Üsküdar Üniversitesi İletişim Fakültesi Gazetecilik Bölüm Başkanı Prof. Dr. Süleyman İrvan, TBMM’de görüşülmeye devam eden, “Basın Kanunu ile Bazı Kanunlarda Değişiklik Yapılmasına Dair Kanun Teklifi” hakkında değerlendirmelerde bulundu.
Prof. Dr. Süleyman İrvan, internet gazeteciliğini yasal çerçeveye kavuşturan maddeler ile ilgili olarak şunları söyledi:
“Bu yasa teklifinin ilk 18 maddesi, 5187 sayılı Basın Kanunu’nda değişiklikler öngörüyor ve internet medyasını basın kanunu kapsamına alıyor. Bunu olumlu karşılıyorum. Türkiye'de internet gazeteciliği 1995 yılında başladı. 1995 yılından bugüne kadar geçen 27 yılda internet medyası gelişti, hatta neredeyse geleneksel medyanın yerini aldı. Ama buna rağmen hala tanımlanmış, çerçevesi çizilmiş değildi. İnternet medyasında çalışan gazeteciler gazeteci kabul edilmiyor, gazetecilerin sahip olduğu bazı haklardan yararlanamıyordu. İnternet medyasında çalışan gazeteciler basın kartı alamıyordu. Bu sorunun çözümlenebilmesi için geçmişte bazı çabalar gösterilmişti, hatta 2012 yılında bir internet medyası yasa tasarısı da hazırlanmış ama bir mesafe alınamamıştı. Bu teklif ile internet medyasında çalışan gazeteciler yasal olarak da gazeteci olarak kabul edilecekler. Bu iyi.”

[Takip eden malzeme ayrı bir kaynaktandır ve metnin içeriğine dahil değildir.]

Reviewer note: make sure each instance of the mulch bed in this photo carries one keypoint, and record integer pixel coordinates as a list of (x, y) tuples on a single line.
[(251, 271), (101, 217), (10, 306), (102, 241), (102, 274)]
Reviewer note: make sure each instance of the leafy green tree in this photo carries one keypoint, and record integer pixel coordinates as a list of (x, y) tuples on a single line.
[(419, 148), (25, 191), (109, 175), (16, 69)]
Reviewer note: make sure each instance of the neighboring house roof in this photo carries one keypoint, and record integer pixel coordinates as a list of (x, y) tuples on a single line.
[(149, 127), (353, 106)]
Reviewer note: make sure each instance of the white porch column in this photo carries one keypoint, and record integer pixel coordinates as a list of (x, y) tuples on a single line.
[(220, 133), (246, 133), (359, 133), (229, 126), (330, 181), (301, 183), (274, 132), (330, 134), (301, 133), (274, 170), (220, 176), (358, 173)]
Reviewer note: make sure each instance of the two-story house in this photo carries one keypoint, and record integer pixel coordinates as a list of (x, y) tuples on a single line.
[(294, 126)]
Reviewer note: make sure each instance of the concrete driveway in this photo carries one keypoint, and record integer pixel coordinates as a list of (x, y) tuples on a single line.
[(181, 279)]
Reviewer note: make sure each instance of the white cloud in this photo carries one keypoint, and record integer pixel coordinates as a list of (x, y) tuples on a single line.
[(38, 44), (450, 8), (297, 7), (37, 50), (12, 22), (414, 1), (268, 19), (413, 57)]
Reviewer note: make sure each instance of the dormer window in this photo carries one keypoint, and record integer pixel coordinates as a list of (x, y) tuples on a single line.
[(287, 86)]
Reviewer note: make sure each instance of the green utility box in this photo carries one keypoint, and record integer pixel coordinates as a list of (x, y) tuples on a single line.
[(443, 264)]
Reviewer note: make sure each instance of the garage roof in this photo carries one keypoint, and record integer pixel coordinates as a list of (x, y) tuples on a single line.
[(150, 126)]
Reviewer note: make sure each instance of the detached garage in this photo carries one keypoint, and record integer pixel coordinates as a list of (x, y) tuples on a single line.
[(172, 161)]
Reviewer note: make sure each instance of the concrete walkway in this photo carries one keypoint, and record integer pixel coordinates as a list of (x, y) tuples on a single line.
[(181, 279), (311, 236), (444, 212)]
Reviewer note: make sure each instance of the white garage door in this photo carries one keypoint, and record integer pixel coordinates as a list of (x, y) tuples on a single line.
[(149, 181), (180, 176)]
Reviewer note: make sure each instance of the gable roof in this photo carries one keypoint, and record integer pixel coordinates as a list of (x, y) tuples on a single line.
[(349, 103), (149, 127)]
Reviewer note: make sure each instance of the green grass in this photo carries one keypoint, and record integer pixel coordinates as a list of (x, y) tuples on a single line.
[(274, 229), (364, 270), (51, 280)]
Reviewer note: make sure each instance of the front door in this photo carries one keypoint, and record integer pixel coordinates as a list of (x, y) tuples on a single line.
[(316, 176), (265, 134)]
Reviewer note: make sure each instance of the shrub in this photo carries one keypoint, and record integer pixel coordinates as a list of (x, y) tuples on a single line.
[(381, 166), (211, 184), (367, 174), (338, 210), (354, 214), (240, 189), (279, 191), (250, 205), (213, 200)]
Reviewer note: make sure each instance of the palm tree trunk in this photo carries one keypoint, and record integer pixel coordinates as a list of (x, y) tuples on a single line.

Basın kartlarının dağıtımı için öngörülen Basın Kartları Komisyonu’nun yapısında Cumhurbaşkanlığı İletişim Başkanlığına geniş yetkiler tanındığını belirten İrvan, “Meclis Komisyonlarındaki görüşmeler sırasında Basın Kartları Komisyonu’nun üye sayısı 19’a yükseltildi, ancak bu üyelerin 11’i İletişim Başkanlığı tarafından belirleniyor. Oysa bu komisyonda gazeteci meslek örgütleri ağırlıkta olmalı ve İletişim Başkanlığı organizasyon işini üstlenmeli. Kimin basın kartı alabileceği kararını İletişim Başkanlığı vermemeli. Demokratik ülkelerde basın kartları basın meslek örgütleri tarafından veriliyor. Ancak Türkiye’de bu yükün altından kalkabilecek bütçeye ve altyapıya sahip bir meslek örgütü yok. Bence basın kartlarının basım ve dağıtımının İletişim Başkanlığı tarafından üstlenilmesinin bir sakıncası yok. Yeter ki kimlerin kart alabileceğine ve kimlere kart verilmeyeceğine gazeteci meslek örgütleri karar verebilsin.” şeklinde konuştu.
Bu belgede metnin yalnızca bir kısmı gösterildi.